Long airplane flight does not appear to increase risk of blood clots

Researchers simulating conditions of reduced cabin pressure and reduced oxygen levels, such as may be encountered during an 8-hour airplane flight, found no increase in the activation of the blood clotting system among healthy individuals, according to a study in the May 17 issue of JAMA.

Venous thromboembolism, a term used to describe deep vein thrombosis (DVT; blood clots forming in the veins) and pulmonary embolism (clots passing to the lungs where they may obstruct the blood flow), has been associated with long-haul air travel, but it has been unclear whether this is due to the effects of sitting for a long time, or whether there is a relationship with some other specific factor in the airplane environment, according to background information in the article. One hypothesis has been that hypoxia (reduced oxygen in the blood), associated with the decreased cabin pressure that occurs at altitude, produces changes in the blood that increase the risk for blood clots.
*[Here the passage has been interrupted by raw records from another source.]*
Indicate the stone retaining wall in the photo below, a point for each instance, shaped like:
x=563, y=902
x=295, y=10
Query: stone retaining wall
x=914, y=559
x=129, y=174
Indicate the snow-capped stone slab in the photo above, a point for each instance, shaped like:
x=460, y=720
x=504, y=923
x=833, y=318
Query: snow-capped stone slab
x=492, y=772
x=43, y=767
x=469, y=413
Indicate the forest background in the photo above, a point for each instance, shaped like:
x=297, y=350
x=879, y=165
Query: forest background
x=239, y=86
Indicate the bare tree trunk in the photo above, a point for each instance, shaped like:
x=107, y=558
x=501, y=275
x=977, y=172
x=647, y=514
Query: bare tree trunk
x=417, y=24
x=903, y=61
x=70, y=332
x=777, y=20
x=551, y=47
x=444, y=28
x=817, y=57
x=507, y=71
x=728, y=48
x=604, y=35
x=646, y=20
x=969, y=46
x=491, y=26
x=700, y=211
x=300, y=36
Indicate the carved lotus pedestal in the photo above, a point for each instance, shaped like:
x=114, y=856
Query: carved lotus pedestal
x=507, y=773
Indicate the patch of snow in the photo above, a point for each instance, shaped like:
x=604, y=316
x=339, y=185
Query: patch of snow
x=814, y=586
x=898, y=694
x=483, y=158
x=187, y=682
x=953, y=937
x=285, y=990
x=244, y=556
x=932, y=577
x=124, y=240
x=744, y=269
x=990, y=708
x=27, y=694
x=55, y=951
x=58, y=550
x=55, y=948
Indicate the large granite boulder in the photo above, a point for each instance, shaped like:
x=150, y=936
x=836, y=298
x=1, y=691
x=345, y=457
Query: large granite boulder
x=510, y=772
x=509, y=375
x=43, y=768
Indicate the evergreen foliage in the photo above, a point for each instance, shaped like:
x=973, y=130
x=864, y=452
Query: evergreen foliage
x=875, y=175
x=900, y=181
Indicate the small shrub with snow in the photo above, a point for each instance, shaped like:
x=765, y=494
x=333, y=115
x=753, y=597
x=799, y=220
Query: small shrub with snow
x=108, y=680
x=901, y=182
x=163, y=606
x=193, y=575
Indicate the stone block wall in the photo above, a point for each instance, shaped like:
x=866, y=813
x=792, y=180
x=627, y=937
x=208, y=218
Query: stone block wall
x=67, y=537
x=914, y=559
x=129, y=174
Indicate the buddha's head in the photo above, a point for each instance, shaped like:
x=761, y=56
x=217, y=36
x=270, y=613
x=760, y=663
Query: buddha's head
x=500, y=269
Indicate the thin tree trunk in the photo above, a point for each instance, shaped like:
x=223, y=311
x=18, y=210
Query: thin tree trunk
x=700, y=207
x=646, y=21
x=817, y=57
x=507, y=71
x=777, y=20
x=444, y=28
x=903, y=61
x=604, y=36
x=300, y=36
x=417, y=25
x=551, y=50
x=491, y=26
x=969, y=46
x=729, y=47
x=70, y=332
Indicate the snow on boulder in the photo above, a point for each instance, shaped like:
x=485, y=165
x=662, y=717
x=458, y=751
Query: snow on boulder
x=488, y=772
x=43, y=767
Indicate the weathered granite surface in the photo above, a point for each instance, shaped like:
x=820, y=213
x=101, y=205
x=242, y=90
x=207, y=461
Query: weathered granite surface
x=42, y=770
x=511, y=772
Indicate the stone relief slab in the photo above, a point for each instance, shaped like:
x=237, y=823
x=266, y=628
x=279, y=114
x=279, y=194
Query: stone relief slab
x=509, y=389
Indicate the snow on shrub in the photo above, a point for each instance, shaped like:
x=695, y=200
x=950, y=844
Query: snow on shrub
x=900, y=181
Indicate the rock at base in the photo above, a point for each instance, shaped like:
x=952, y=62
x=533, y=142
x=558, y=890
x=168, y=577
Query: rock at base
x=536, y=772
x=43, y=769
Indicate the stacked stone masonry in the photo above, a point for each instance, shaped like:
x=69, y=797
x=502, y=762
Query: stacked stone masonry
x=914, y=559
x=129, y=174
William D. Toff, M.D., from the University of Leicester, England, and colleagues conducted a study, from September 2003 to November 2005, to assess the effects of hypobaric (reduced air pressure) and hypoxia, similar to that which might be encountered during commercial air travel, on a variety of markers of activation of the hemostatic (blood clotting) system. The study included 73 healthy volunteers who spent 8 hours seated in a hypobaric chamber and were exposed to hypobaric hypoxia, similar to the conditions of reduced airplane cabin pressure that might occur during a long-haul flight (cabin pressure may be reduced to the equivalent of that at an altitude of about 8,000 feet). Blood was drawn before and after exposure to assess activation of factors associated with hemostasis (blood clotting). Similar measurements were taken of the same volunteers, on a separate occasion, before and after they spent 8 hours seated in a controlled environment, equivalent to atmospheric conditions at ground level (normobaric exposure).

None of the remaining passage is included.